Ponto-chave Detalhe Interesse para o leitor
Os sistemas discretos estão a substituir as hottes de destaque Designers privilegiam módulos integrados, cassetes de teto e placas com extração Ajuda a perceber porque é que as fotos “sem hotte” aparecem cada vez mais nos feeds de inspiração
O desempenho continua a valer mais do que a estética Área de captação, condutas e ruído definem quão bem um sistema funciona Orienta a fazer perguntas mais inteligentes ao planear uma renovação
O design deve acompanhar hábitos reais de cozinha Selação intensa precisa de mais extração do que jantares ocasionais de massa Evita erros caros e frustração diária numa cozinha nova

Perguntas frequentes (FAQ)

  • Os exaustores decorativos estão oficialmente “fora de moda”? Não desapareceram por completo, mas deixaram de ser o foco automático. Em muitos projetos de gama alta, a hotte é agora escondida ou mantida visualmente discreta, e as soluções ousadas passam a ser uma exceção consciente - não o padrão.

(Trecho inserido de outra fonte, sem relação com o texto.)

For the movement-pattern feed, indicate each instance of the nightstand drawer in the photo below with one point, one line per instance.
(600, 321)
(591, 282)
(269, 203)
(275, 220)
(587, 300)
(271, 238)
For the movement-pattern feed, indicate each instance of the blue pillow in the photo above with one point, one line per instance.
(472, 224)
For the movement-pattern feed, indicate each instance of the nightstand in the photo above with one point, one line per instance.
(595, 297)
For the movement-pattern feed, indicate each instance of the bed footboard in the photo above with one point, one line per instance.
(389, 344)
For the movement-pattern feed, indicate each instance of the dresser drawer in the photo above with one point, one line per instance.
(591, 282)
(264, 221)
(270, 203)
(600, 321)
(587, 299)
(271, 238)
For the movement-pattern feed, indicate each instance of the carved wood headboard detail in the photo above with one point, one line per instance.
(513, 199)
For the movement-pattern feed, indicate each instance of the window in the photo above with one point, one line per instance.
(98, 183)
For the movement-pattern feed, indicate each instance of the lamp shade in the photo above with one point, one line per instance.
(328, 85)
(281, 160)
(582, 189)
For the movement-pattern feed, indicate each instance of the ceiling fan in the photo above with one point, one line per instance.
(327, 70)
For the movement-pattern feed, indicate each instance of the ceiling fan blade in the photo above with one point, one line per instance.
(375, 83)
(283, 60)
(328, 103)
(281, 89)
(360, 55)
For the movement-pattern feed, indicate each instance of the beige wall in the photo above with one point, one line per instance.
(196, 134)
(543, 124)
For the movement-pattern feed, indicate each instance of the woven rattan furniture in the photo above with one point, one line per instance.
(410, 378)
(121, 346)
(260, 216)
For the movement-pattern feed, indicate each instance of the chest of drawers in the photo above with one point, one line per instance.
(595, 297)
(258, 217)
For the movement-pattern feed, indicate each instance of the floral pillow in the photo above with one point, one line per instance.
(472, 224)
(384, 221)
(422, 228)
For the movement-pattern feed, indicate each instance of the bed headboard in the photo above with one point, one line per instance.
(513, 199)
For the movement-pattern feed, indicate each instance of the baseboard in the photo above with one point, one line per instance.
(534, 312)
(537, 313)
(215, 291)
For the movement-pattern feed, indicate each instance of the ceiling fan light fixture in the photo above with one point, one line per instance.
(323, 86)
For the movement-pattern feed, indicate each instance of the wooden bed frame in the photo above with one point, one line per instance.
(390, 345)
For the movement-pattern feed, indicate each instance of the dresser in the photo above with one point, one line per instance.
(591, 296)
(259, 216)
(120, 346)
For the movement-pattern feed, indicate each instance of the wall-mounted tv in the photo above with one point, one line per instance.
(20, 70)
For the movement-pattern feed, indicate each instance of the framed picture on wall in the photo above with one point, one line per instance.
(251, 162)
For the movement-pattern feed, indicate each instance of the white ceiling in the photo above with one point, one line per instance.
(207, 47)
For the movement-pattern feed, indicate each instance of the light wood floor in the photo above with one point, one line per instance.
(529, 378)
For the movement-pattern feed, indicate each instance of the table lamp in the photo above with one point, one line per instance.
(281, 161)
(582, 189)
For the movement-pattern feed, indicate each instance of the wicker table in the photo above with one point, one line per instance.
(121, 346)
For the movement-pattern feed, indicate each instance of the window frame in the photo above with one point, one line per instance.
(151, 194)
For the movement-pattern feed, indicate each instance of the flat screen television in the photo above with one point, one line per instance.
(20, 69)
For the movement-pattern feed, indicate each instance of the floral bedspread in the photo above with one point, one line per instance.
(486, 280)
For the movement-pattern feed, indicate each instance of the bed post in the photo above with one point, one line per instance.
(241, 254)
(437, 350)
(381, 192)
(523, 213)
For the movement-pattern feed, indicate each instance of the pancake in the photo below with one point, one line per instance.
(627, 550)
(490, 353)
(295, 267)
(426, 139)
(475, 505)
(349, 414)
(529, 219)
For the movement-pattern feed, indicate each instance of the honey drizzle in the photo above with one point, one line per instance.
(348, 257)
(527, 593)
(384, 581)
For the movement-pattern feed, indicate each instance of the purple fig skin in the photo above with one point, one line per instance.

  • Os sistemas de ventilação escondida custam mais? Muitas vezes, sim, porque exigem planeamento mais cuidadoso, desenho de percursos de condutas e, por vezes, motores remotos. Ainda assim, também podem reduzir custos em revestimentos decorativos e permitir investir no que realmente vê e toca todos os dias.
  • A ventilação discreta aguenta cozinha “a sério”? Quando é bem dimensionada e bem instalada, pode funcionar muito bem. A chave é combinar o tipo certo (teto, módulo integrado, downdraft, placa com extração) com a planta e o seu estilo de cozinhar, e depois dar-lhe as condutas e a potência de que precisa.
  • E se eu morar num apartamento e não puder extrair para o exterior? Os sistemas recirculantes com filtros de alta qualidade estão a evoluir, sobretudo quando usados com placas de indução, que produzem menos subprodutos de combustão. Não são perfeitos, mas podem ser um compromisso sólido para inquilinos ou edifícios partilhados.
  • Como manter uma hotte escondida fácil de manter? Pergunte onde ficam os filtros, como saem e se consegue chegar à ligação da conduta quando for necessário. Acesso simples aos filtros e um percurso de conduta direto tornam a limpeza mais realista, o que mantém o desempenho mais próximo do nível do primeiro dia.